Foto: Negro Elkha - stock.adobe.com
Wird der digitale Zwilling den physischen Prototyp künftig ablösen?

Inhaltsverzeichnis

Hard- und Software

Wer braucht noch Prototypen?

Mit dem digitalen Zwilling können Konstrukteure alles berechnen, alles simulieren – teilweise sogar besser als mit physischen Prototypen. Günstiger sind sie auch. Wird bald niemand mehr Prototypen benötigen?

Prototypen haben einen Sinn. Mit ihnen werden Ideen auf Funktionsfähigkeit geprüft und Unsicherheiten bei der Auslegung, besonders bei Grenzbereichen, wenn keine exakten Angaben vorhanden sind, bereinigt. Der Getriebehersteller SPN Schwaben Präzision führt mit Prototypen Dauerlaufprüfungen im Zyklusbetrieb oder im kontinuierlichen Betrieb durch, macht Rafftests und zeigt Kunden die Funktion des Getriebes in der Originalanwendung. Geht es nicht um einzelne Komponenten, sondern um ganze Anlagen, wird an Prototypen das Zusammenspiel geprüft und der Softwarestandard für die Steuerungssysteme der einzelnen Anlagen festgelegt.

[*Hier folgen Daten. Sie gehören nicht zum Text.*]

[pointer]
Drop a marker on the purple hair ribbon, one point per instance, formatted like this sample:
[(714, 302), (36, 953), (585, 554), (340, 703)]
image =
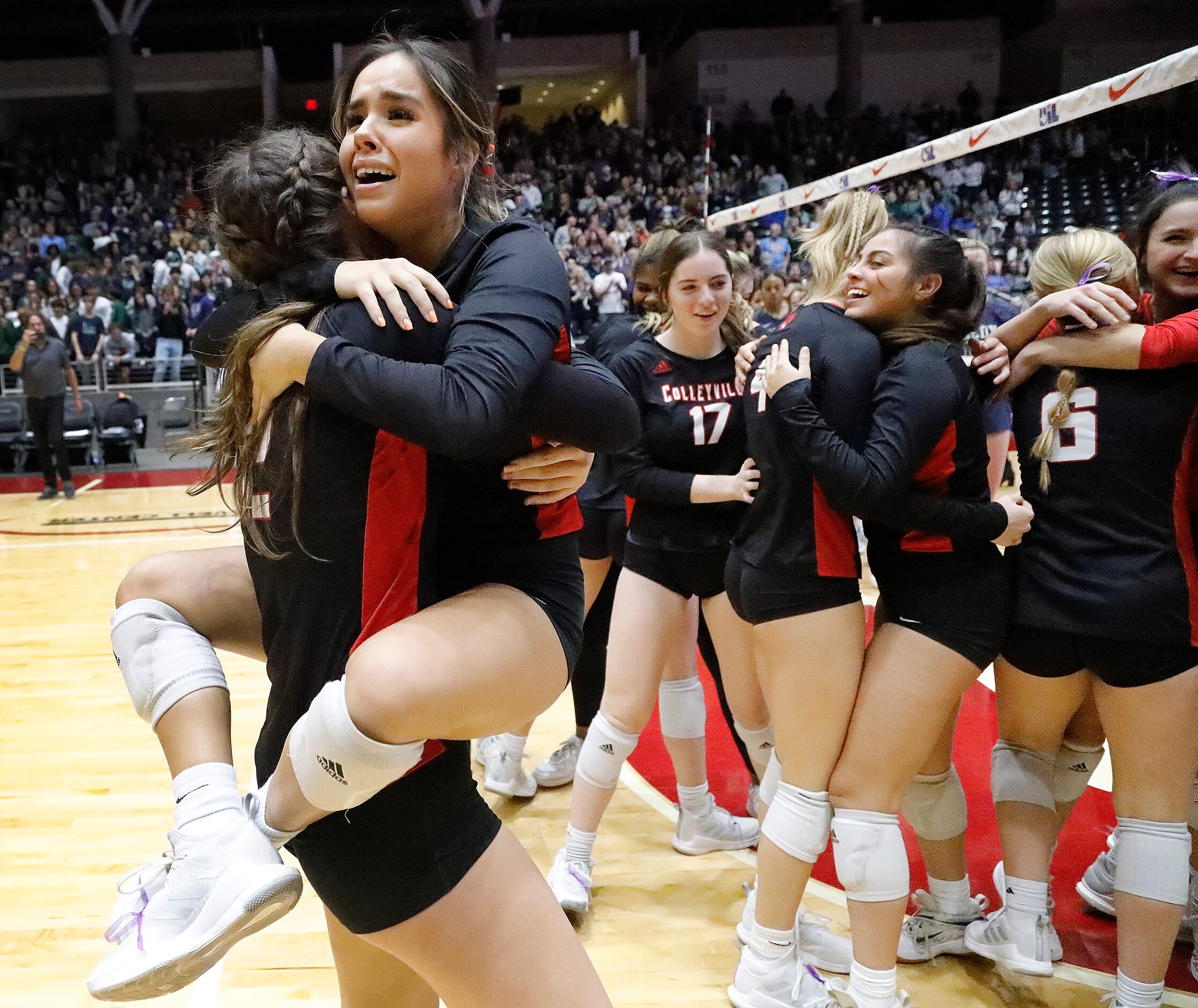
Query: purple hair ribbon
[(126, 922), (1095, 273), (1166, 179)]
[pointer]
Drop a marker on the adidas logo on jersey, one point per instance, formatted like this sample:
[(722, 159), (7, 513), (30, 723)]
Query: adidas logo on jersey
[(333, 770)]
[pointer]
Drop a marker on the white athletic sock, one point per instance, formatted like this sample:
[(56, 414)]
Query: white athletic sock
[(579, 844), (207, 799), (952, 897), (694, 801), (770, 944), (873, 988), (513, 744), (1133, 994), (1027, 897)]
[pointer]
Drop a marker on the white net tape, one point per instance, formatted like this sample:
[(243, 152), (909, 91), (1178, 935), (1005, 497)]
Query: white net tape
[(1150, 79)]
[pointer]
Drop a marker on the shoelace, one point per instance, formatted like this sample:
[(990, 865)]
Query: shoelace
[(132, 918), (580, 879), (802, 975)]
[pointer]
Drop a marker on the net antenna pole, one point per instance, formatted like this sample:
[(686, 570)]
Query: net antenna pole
[(707, 165)]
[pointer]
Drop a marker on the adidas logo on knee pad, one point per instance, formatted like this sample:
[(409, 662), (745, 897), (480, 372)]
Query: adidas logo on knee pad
[(333, 770)]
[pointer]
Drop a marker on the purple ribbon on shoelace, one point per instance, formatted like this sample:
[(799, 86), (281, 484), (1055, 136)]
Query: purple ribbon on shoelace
[(1166, 179), (1090, 276), (121, 926)]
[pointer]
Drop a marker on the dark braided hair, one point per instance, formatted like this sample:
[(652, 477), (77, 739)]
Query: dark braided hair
[(276, 201), (956, 307)]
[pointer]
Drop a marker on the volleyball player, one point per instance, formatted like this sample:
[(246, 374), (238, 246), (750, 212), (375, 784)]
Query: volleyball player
[(425, 71), (688, 481), (1111, 451), (793, 573), (942, 597)]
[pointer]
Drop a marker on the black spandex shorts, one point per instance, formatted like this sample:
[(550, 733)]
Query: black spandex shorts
[(683, 572), (603, 534), (963, 607), (548, 571), (1121, 663), (403, 850), (762, 596)]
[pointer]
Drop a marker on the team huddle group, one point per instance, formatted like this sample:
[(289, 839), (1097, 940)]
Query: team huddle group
[(407, 480)]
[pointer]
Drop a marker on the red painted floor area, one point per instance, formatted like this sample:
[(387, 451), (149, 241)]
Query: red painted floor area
[(1088, 939), (111, 481)]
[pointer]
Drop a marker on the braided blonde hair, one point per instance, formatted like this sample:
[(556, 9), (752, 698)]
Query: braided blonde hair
[(1063, 261), (848, 222)]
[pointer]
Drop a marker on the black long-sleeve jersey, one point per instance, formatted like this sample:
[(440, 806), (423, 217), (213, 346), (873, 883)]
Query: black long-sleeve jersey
[(1111, 552), (690, 425), (605, 343), (926, 434), (512, 311), (793, 524)]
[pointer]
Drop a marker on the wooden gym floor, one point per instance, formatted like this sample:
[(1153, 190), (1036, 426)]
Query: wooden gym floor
[(85, 798)]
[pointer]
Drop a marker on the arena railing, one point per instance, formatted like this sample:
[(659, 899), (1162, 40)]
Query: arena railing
[(1153, 78), (108, 376)]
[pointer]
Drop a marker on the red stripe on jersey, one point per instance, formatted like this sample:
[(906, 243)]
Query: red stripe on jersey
[(391, 560), (391, 554), (932, 479), (835, 538), (560, 520), (1181, 529), (562, 348)]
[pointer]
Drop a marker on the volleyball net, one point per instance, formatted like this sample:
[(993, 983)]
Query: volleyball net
[(1153, 78)]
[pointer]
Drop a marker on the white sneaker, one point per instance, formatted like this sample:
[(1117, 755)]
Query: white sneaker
[(557, 768), (839, 990), (483, 746), (1056, 949), (784, 983), (571, 882), (714, 830), (1098, 885), (216, 891), (817, 944), (505, 775), (930, 932), (1019, 941)]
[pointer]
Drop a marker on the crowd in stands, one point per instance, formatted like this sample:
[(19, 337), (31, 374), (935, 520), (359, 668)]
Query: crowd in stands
[(112, 246)]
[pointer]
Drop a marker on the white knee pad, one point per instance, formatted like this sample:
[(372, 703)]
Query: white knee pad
[(336, 765), (1073, 770), (871, 857), (162, 657), (760, 743), (771, 779), (935, 806), (1019, 775), (798, 821), (1154, 860), (682, 708), (603, 754)]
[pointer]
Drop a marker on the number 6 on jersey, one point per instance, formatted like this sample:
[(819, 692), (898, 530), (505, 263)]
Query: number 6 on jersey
[(1082, 423), (721, 412)]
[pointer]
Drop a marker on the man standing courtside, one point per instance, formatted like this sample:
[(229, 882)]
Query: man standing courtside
[(43, 363)]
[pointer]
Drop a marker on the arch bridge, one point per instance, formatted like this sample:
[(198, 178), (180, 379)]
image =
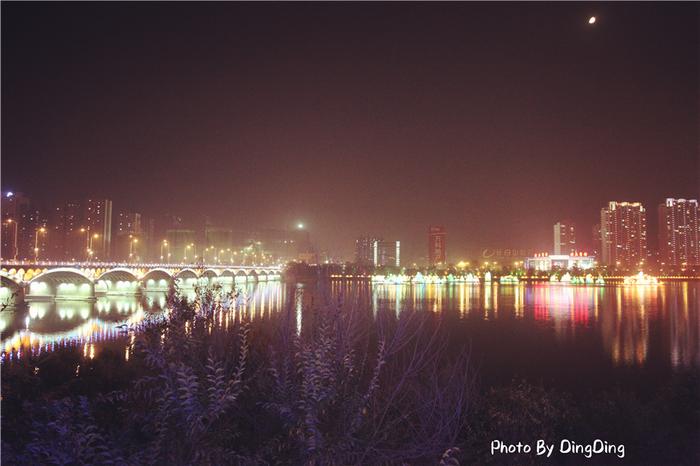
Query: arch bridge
[(55, 280)]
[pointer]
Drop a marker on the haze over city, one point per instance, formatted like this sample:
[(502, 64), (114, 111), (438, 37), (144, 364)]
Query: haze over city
[(493, 120)]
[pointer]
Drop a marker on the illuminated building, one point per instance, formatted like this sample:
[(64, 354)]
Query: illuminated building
[(547, 262), (20, 222), (364, 250), (678, 232), (97, 221), (623, 231), (386, 253), (436, 245), (129, 243), (564, 237), (66, 242)]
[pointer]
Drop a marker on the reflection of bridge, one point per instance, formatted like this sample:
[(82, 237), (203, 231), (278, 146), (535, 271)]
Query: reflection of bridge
[(51, 280)]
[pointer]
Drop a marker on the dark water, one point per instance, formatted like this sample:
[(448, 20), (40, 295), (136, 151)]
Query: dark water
[(572, 336)]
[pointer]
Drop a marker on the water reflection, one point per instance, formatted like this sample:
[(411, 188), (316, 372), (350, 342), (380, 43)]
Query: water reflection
[(628, 322), (620, 317), (41, 326)]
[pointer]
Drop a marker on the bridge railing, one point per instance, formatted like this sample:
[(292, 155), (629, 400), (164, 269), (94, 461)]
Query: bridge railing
[(135, 265)]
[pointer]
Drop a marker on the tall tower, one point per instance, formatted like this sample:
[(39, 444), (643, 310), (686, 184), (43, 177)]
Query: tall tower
[(564, 237), (98, 222), (678, 232), (436, 245), (623, 231)]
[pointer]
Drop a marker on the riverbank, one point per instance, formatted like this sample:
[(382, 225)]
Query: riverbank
[(209, 385)]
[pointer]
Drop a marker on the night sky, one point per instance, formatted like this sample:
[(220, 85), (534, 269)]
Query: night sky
[(495, 120)]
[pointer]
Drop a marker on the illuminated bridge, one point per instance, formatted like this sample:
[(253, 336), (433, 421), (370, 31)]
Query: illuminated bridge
[(56, 281)]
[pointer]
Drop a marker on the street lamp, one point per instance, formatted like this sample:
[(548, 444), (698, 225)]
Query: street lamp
[(36, 242), (164, 244), (131, 246), (12, 222)]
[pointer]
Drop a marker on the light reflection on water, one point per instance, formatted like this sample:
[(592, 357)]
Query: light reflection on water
[(627, 322)]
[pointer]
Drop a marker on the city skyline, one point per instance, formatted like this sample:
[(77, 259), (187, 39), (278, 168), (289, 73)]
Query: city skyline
[(82, 230), (257, 133)]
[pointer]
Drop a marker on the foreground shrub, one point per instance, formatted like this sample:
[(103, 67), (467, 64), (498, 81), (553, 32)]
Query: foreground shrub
[(212, 387)]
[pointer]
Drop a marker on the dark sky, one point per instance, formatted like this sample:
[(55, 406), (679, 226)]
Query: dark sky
[(495, 120)]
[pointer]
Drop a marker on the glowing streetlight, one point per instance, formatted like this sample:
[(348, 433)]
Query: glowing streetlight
[(12, 222), (164, 244), (131, 246), (41, 230)]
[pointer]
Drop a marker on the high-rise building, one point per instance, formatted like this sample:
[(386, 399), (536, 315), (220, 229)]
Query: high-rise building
[(128, 243), (66, 242), (24, 233), (595, 235), (97, 220), (623, 230), (564, 237), (678, 232), (436, 245), (386, 253), (364, 250)]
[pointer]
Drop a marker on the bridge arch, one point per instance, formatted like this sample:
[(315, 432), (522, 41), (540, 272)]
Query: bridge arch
[(118, 281), (118, 274), (61, 283), (157, 280), (10, 290)]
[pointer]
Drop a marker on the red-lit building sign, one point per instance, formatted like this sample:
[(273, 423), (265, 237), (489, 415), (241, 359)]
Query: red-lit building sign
[(436, 245)]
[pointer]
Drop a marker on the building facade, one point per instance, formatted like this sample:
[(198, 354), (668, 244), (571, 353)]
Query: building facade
[(386, 253), (623, 231), (547, 262), (97, 219), (679, 233), (564, 237), (436, 245)]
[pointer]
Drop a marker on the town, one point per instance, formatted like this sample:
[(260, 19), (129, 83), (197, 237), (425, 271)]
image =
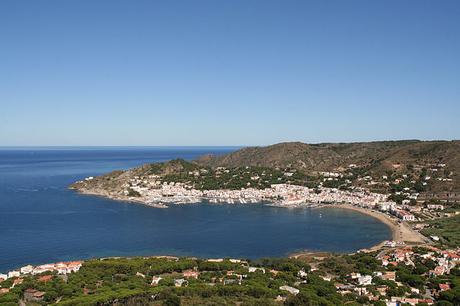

Doch mit dem digitalen Zwilling ginge das alles auch virtuell. Davon sind die Anbieter der entsprechenden Software überzeugt – aber auch Anwender. Den digitalen Zwilling seiner Getriebe nutzt SPN für Berechnungen und Simulation. Bei Prüfstandsläufen und bei speziell ausgestatteten Kundengetrieben nutzen sie den digitalen Zwilling zur Informationsgewinnung. „Hier können die umgesetzten Konzepte nach FVA 889 I dem Informational Digital Twin, IDT, zur einfachen Datensammlung oder auch im Prüffeld dem Supporting Digital Twin, SDT, in einigen Fällen dem Autonomous Digital Twin, ADT, zugeordnet werden“, erklärt SPN-Entwicklungsleiter Stefan Hubel.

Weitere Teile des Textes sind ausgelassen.